1. electronic voting is clearly more expensive than pencil and paper. look at all the costs. stop being disingenuous
2. the point is, whatever subset of exploits that ocr introduces, are exploits native to electronic voting. how can you argue for a system by pointing out its failures?
intellectual property law is philosophically incoherent. it is your moral duty to ignore it or sabotage it
One of the most important parts of voting is that the electorate believes that the result is true and fair. We had elections in Zaire (now the Democratic Republic of Congo) where the president-for-life regularly got 98% of the vote. Do you trust those results?
I am a Java software developer, I'm sure I know more about computer hardware and software than 70% of the US population, but I would find it very difficult to tell you with any confidence whether a voting machine that you set in front of me was going to count the votes accurately. Even if the voting code was open-source, are you sure you could spot a hidden back door in some gnarly C code? Instead, I have to depend on a small handful of researchers to verify the machines, or have the states do it with varying levels of competence.

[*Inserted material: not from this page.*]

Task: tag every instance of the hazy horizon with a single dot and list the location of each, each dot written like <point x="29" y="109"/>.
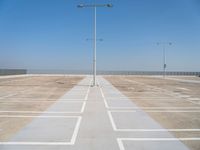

On the other hand, my grandmother can sit at a card table and watch people count votes, and see if they're cheating or not. Doesn't that make more sense? Everyone is supposed to have the right to vote, shouldn't everybody be able to understand the process?
Vote by mail does not protect identity as well and has many more attack vectors for privacy.
Mailed votes here are not even counted unless the margin is close enough to trigger it (which is reasonable; but you don't feel like your voted counted.)
Mailed votes HAVE been lost; as well as turned up with discrepancies that draws their validity into question.
Far less important things are justified for national holidays. Voting is most important.
Actually, a Voting WEEK would be a far better alternative. Can't get people to volunteer? Well, then democracy doesn't matter enough to them and despotism is around the corner.